65-Day Election Worksheet
§663(b) permits a trust to treat distributions made within 65 days after year-end as having been made in the prior year — shifting income from compressed trust brackets to beneficiary brackets. From Chapter 19 of the Trust Administration Guide.
Inputs (prior tax year)
Election analysis
Mechanics & checklist
- 1. Estimate prior-year DNI by mid-January from preliminary Form 1041 numbers
- 2. Compare to actual distributions made in prior calendar year
- 3. Compute undistributed DNI
- 4. Evaluate beneficiary brackets vs the trust's 37% (above ~$15,200) plus 3.8% NIIT
- 5. Determine distribution to make under 65-day rule (by March 5 of year+1)
- 6. Execute distribution (cash or in-kind, document date and amount)
- 7. Elect on Form 1041 Schedule B line 6 (election is irrevocable)
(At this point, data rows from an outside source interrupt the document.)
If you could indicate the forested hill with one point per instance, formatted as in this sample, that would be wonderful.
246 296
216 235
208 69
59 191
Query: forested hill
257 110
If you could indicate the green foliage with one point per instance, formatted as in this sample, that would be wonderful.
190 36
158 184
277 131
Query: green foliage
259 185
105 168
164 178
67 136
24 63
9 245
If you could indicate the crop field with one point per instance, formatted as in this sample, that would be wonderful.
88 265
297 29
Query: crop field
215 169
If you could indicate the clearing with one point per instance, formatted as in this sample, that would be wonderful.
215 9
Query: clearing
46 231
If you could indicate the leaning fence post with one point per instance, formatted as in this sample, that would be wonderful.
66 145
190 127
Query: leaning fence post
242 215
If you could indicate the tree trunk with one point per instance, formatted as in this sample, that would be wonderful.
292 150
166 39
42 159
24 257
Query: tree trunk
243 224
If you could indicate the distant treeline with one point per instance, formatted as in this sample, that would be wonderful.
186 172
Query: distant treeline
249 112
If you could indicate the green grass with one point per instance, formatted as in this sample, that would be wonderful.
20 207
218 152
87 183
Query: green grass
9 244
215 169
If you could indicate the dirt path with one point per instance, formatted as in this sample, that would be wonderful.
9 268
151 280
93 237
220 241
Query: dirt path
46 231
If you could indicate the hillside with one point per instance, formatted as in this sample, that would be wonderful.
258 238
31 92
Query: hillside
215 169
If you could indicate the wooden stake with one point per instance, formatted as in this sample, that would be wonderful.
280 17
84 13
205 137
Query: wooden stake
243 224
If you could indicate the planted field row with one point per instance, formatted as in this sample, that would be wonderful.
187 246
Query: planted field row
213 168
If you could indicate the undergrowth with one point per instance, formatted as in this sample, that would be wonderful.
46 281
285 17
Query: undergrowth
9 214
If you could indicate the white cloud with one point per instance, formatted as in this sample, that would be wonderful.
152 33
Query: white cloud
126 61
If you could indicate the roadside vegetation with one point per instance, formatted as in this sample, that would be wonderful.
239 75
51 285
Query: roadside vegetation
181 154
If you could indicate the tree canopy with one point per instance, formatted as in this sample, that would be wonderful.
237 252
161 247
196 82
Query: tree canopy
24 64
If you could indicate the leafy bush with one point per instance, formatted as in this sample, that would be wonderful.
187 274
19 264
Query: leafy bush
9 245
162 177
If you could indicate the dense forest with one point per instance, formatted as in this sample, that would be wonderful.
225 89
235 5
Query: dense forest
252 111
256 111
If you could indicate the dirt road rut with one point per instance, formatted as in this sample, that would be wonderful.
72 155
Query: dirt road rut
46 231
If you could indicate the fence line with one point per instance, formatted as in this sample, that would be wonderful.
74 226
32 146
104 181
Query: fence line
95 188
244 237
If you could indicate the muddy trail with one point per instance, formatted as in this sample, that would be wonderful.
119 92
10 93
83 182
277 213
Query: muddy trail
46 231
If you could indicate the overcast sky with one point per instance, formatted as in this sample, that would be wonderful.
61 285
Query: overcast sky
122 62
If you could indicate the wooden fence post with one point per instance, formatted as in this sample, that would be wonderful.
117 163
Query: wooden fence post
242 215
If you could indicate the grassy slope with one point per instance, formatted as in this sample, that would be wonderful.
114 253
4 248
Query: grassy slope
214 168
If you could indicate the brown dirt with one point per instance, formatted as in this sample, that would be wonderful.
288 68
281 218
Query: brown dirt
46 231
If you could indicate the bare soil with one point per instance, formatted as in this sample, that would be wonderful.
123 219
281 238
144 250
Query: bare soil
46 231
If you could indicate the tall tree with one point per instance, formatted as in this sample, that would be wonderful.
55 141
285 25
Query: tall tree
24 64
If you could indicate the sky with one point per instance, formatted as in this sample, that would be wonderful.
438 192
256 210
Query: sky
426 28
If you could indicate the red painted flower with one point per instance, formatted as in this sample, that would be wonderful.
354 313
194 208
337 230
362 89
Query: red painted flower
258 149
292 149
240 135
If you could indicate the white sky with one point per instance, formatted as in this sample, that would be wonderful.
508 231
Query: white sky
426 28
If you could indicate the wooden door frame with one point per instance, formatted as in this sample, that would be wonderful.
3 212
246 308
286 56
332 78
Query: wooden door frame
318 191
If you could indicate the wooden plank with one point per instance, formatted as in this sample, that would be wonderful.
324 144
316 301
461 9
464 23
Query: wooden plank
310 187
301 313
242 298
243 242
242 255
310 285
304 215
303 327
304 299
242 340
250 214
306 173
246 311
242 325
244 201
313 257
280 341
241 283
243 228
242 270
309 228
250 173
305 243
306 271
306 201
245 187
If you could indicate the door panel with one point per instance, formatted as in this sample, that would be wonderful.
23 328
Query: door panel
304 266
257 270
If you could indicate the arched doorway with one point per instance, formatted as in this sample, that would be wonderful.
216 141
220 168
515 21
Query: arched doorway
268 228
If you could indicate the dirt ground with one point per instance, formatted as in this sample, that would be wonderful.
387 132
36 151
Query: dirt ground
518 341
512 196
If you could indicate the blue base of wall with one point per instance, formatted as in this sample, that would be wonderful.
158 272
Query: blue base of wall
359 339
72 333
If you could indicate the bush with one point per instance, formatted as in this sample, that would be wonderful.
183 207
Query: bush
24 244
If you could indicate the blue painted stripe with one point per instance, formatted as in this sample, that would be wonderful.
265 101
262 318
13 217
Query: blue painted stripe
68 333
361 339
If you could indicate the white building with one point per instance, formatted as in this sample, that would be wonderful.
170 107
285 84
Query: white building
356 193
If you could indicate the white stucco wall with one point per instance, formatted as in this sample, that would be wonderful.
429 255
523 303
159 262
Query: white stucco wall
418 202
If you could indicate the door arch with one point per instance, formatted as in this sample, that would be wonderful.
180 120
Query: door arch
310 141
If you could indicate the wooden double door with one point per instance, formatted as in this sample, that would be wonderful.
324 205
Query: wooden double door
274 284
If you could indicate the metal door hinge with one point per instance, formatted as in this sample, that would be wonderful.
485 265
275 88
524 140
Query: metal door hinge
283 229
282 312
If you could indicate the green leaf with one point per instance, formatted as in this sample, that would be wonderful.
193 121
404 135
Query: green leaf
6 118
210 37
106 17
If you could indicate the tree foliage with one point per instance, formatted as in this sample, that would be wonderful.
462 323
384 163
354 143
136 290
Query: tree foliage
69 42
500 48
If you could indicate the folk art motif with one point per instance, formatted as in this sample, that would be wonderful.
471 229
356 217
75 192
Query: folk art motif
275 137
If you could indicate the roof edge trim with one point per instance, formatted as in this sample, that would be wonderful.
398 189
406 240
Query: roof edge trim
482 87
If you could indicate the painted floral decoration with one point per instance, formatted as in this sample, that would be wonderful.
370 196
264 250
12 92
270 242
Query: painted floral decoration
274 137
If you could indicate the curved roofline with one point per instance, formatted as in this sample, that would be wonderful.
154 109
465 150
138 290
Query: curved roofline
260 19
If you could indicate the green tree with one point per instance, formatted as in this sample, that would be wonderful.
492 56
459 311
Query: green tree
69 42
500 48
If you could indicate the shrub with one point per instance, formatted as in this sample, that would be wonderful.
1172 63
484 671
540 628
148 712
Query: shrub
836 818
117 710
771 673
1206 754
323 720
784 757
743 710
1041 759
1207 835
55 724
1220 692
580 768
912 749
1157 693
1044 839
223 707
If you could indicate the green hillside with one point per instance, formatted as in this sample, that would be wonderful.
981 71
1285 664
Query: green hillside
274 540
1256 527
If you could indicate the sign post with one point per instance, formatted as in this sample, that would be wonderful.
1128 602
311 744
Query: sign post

- 8. Report on Schedule K-1 to each beneficiary (character preserved)
Why this matters
The trust's top federal bracket of 37% (plus 3.8% NIIT = 40.8%) begins at approximately $15,200 of taxable income for 2026. A single individual reaches the same 37% bracket at $626,000+. The trust-to-individual ratio is approximately 40:1.
The 65-day election is the trustee's mechanism to capture this differential after year-end. A $50,000 distribution to a 24%-bracket beneficiary instead of retention at the 40.8% trust rate saves $8,400 of federal tax — every year.